New Delhi: The Modi government is considering asking YouTube to take down the trailer of a documentary on lynchings by cow vigilantes, even as it struggles to find a way to block the movie altogether.
Lynch Nation is a 42-minute documentary that delves into lynchings, primarily targeting Muslims and Dalits, witnessed in the first term of the Modi government.
Its trailer was released on YouTube last September, and, three months later, the documentary was uploaded on the US-based video-sharing platform Vimeo. However, this file is password-protected and one requires a link from the film-makers to view it.
Lynch Nation has since been screened at several locations across the country. While the film-makers claim these were all private viewings, the government sees the screenings as public events, sources in the administration told ThePrint.
A film-maker can screen their film for a private audience without a certificate from the Central Board of Film Certification (CBFC), but doing so publicly renders them in violation of the Cinematograph Act.
And it is this provision that lies at the heart of the government’s conundrum over how to proceed against the documentary.

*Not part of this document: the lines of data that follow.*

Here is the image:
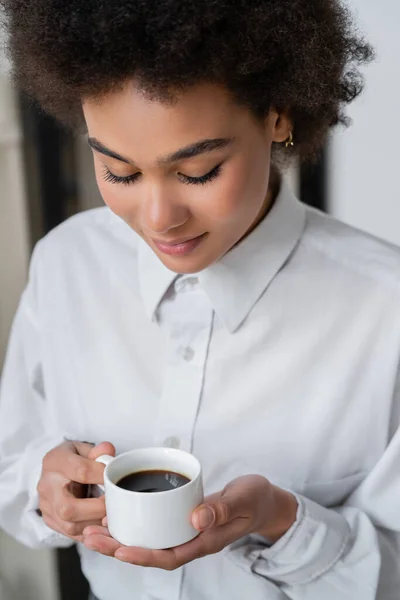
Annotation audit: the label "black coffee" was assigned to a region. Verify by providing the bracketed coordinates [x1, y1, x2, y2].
[117, 471, 190, 493]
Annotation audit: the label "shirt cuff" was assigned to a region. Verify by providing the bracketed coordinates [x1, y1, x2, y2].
[228, 494, 350, 585]
[26, 436, 74, 548]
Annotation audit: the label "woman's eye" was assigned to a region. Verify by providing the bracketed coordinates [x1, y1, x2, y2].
[179, 163, 222, 185]
[103, 163, 222, 185]
[103, 167, 140, 185]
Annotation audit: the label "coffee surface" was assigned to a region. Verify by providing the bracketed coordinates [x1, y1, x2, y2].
[117, 471, 190, 493]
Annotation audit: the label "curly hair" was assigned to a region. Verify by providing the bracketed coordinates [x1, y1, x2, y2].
[0, 0, 373, 158]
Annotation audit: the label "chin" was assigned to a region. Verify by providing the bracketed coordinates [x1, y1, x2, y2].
[157, 252, 215, 275]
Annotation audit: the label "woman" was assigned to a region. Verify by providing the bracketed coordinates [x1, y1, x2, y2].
[0, 0, 400, 600]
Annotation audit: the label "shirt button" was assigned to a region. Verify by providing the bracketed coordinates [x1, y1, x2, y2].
[181, 346, 194, 362]
[164, 435, 181, 450]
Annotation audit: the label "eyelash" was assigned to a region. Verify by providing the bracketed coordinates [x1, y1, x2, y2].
[103, 163, 222, 185]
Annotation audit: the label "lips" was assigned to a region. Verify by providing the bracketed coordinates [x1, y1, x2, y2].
[152, 233, 207, 256]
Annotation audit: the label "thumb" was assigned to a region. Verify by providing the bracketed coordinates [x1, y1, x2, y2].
[192, 496, 237, 531]
[88, 442, 116, 460]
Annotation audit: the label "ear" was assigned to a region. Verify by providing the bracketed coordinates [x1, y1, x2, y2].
[268, 109, 293, 143]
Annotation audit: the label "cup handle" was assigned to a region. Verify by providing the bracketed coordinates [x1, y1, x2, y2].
[88, 454, 114, 498]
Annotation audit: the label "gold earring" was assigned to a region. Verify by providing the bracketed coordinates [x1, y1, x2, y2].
[284, 132, 294, 148]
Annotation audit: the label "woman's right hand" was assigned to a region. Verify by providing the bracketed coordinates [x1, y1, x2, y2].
[37, 441, 115, 542]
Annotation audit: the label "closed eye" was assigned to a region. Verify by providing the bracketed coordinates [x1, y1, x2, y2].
[103, 163, 222, 185]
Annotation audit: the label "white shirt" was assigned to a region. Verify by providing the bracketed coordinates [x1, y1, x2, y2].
[0, 179, 400, 600]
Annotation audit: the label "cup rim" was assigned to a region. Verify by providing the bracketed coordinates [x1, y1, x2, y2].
[104, 446, 202, 498]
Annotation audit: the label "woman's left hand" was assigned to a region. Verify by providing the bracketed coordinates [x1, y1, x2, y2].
[83, 475, 297, 571]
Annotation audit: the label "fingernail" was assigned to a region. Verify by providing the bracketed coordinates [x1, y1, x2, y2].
[85, 541, 100, 552]
[195, 506, 215, 529]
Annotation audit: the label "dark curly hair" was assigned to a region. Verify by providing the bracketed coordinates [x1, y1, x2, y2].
[0, 0, 373, 158]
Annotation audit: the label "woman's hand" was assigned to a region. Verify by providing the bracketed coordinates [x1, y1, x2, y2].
[83, 475, 297, 571]
[37, 441, 115, 542]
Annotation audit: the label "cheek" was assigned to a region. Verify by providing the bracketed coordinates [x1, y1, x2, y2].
[199, 156, 269, 225]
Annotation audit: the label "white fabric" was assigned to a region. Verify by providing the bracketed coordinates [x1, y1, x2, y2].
[0, 179, 400, 600]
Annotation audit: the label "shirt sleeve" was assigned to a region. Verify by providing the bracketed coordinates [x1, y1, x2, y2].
[228, 420, 400, 600]
[0, 244, 73, 547]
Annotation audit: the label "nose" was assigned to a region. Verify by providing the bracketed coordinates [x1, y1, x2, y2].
[141, 180, 190, 235]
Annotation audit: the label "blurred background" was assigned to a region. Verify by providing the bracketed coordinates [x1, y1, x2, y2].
[0, 0, 400, 600]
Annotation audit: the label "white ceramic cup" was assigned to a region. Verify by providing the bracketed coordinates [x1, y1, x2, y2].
[97, 448, 203, 550]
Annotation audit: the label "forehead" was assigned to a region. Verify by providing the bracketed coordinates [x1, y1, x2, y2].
[83, 82, 255, 162]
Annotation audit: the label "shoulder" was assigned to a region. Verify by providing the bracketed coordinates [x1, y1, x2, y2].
[31, 207, 138, 270]
[302, 207, 400, 288]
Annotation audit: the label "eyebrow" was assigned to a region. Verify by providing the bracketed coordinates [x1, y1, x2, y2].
[88, 137, 233, 166]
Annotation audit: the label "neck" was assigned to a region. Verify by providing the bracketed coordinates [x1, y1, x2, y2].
[240, 167, 281, 241]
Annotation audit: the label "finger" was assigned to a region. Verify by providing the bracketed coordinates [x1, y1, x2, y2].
[88, 442, 116, 460]
[83, 525, 111, 537]
[83, 534, 121, 556]
[192, 488, 248, 531]
[59, 452, 104, 484]
[56, 494, 106, 523]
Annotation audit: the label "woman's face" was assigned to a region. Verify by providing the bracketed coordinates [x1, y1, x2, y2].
[83, 83, 290, 273]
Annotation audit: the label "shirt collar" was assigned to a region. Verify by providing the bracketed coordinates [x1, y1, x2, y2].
[139, 180, 305, 333]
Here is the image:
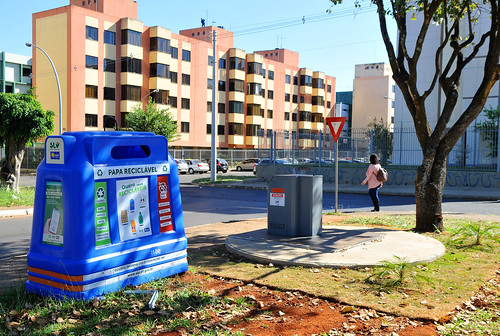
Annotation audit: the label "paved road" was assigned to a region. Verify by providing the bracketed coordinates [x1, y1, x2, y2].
[0, 172, 500, 259]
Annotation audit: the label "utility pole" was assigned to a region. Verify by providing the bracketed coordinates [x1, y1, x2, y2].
[210, 29, 218, 182]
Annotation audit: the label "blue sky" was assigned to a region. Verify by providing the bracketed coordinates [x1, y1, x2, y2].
[0, 0, 396, 91]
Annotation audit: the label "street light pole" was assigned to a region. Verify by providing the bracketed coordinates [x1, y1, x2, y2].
[26, 43, 62, 134]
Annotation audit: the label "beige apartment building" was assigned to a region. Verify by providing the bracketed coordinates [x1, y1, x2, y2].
[33, 0, 335, 148]
[352, 63, 395, 129]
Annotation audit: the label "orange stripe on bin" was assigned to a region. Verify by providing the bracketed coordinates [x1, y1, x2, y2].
[28, 275, 83, 292]
[28, 267, 83, 281]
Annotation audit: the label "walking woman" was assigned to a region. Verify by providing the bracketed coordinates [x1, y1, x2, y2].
[361, 154, 383, 212]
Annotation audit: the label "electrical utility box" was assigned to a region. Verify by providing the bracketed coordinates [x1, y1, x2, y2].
[26, 132, 188, 300]
[267, 175, 323, 237]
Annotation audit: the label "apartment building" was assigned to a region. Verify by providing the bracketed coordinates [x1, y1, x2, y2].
[33, 0, 335, 148]
[352, 63, 395, 128]
[0, 51, 31, 93]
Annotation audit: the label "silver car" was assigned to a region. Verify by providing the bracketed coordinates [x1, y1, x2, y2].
[175, 159, 189, 174]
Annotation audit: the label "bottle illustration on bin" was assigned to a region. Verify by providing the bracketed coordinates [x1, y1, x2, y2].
[26, 131, 188, 300]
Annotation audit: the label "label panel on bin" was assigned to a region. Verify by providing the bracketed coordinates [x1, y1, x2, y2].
[116, 177, 151, 241]
[157, 175, 173, 232]
[94, 182, 111, 248]
[42, 181, 64, 246]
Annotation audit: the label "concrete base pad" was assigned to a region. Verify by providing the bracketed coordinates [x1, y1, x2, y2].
[226, 226, 445, 268]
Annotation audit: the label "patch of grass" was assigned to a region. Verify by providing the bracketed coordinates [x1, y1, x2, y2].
[0, 187, 35, 207]
[189, 215, 500, 320]
[193, 175, 254, 185]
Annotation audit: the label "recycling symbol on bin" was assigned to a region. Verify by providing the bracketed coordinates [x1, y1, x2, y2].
[95, 187, 106, 199]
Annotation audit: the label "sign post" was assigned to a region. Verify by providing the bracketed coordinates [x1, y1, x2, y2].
[325, 117, 346, 212]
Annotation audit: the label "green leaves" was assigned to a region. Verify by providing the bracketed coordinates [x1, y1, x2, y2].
[126, 97, 177, 142]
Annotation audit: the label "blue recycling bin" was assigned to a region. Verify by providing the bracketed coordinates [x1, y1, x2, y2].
[26, 132, 188, 300]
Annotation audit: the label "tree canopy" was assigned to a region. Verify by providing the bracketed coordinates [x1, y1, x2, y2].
[125, 97, 177, 142]
[0, 91, 54, 192]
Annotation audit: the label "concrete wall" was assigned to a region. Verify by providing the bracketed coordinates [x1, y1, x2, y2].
[256, 165, 500, 189]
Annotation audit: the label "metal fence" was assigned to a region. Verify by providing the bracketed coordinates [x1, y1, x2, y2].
[0, 126, 500, 171]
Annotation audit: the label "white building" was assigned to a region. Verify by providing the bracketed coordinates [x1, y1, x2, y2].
[393, 12, 500, 166]
[0, 51, 31, 93]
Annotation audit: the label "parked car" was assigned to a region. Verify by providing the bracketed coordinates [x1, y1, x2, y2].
[175, 159, 189, 174]
[236, 159, 259, 171]
[207, 159, 229, 173]
[186, 160, 208, 174]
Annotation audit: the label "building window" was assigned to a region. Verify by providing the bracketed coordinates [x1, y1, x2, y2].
[219, 81, 226, 91]
[229, 57, 245, 71]
[170, 71, 177, 83]
[312, 78, 325, 89]
[227, 123, 243, 135]
[121, 85, 141, 101]
[217, 103, 226, 113]
[247, 83, 263, 96]
[85, 55, 97, 70]
[170, 47, 179, 59]
[149, 37, 170, 53]
[229, 79, 245, 92]
[85, 113, 97, 127]
[208, 56, 215, 66]
[300, 75, 312, 86]
[103, 58, 116, 72]
[312, 96, 325, 106]
[181, 98, 191, 110]
[150, 90, 169, 105]
[85, 26, 97, 41]
[104, 87, 116, 100]
[104, 30, 116, 45]
[182, 49, 191, 62]
[219, 58, 226, 69]
[122, 29, 142, 47]
[217, 125, 226, 135]
[149, 63, 170, 78]
[85, 85, 97, 99]
[168, 96, 177, 107]
[247, 62, 262, 75]
[229, 101, 243, 113]
[121, 57, 142, 74]
[181, 121, 189, 133]
[182, 74, 191, 85]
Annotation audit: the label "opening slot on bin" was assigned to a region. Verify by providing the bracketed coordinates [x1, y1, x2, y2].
[111, 145, 151, 160]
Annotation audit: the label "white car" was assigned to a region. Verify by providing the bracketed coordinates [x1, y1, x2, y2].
[186, 160, 209, 174]
[175, 159, 189, 174]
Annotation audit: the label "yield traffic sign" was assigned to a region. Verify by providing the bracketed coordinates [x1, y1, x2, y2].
[325, 117, 347, 142]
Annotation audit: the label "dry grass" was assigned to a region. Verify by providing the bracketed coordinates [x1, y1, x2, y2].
[190, 216, 500, 320]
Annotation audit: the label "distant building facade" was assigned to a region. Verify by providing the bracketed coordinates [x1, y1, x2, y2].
[0, 51, 31, 93]
[352, 63, 395, 129]
[33, 0, 335, 148]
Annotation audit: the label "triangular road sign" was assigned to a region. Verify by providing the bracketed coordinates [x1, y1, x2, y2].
[325, 117, 347, 142]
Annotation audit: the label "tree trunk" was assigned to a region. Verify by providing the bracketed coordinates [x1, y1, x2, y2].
[2, 139, 26, 193]
[415, 155, 446, 232]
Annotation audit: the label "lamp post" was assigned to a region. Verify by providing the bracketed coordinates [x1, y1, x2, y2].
[26, 43, 62, 134]
[141, 89, 160, 105]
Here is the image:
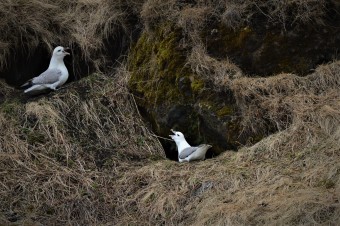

Sources in the government told ThePrint that the administration took note of the documentary recently as it “is being screened at several locations” despite not having been certified by the CBFC, better known as the censor board.
“The film or its trailer has no certification, but has still been screened at several places,” a senior government official told ThePrint. “It has not been released in theatres but is out on internet platforms.”
According to the sources, the ministries of information & broadcasting, electronics and information technology (MeitY) and home affairs (MHA) are in talks over the kind of action that can be taken over the documentary and its screening at different places.
One of the officials said while a final decision is yet to be taken, the government is considering various options, including approaching YouTube to take down its trailer.
While the government sees the screenings as public, the makers — Ashfaque E.J., Shaheen Ahmed, Furqan Faridi and Vishu Sejwal — insist that the film has only been shown at by-invite-only events.
Talking to ThePrint, Ashfaque said the film had been privately screened at different locations across the country in association with like-minded individuals and groups.
“There is no CBFC certification required for a private screening,” he added.
A CBFC certification is also not required for films released over the internet or on over-the-top platforms such as Amazon Prime and Netflix as the Cinematograph Act 1952 has yet to be brought in tandem with modern-day entertainment.
However, the government can direct internet platforms like YouTube to block links to a film in India, as it did with the 2015 BBC documentary India’s Daughter, on the December 2012 gang rape and murder that also featured an interview of one of the convicts.
The I&B ministry had, at the time, also issued an advisory to private television broadcasters, asking them not to air the documentary.
The sound of a rushing train introduces one to the trailer of Lynch Nation, whose views stood at just over 7,600 as of Monday evening.
It then takes the viewers to the homes affected by the lynchings — featuring interviews with the families left behind and those who survived the wrath of self-proclaimed cow vigilantes.
The crowdfunded documentary is the first project of the four film-makers, who hail from different parts of the country. While Ashfaque and Shaheen are from Kerala, Furqan and Vishu are from Jammu and Delhi, respectively.
Apart from the basic testimonies of people directly affected, the documentary also touches upon the political support that helps the accused get away with such crimes.
As of Monday evening, the trailer had 264 likes and seven dislikes, with several commenters saying they couldn’t watch the whole movie.
Ashfaque, 26, said he and his fellow film-makers were planning to approach the censor board soon to get the documentary certified “as more and more people should watch the film”.
“Last month, a screening at Jamia (in Delhi) was supposed to take place,” he said. “However, a particular Twitter handle raised objections to the screening. The event got cancelled eventually.”
The Modi government has drawn much censure over the alleged spike in lynchings that have been carried out in the name of cow protection, a cause dear to India’s majority Hindus.
But the government, including PM Narendra Modi himself, has questioned the criticism, saying the incidents of violence predated the ascent of this administration in 2014.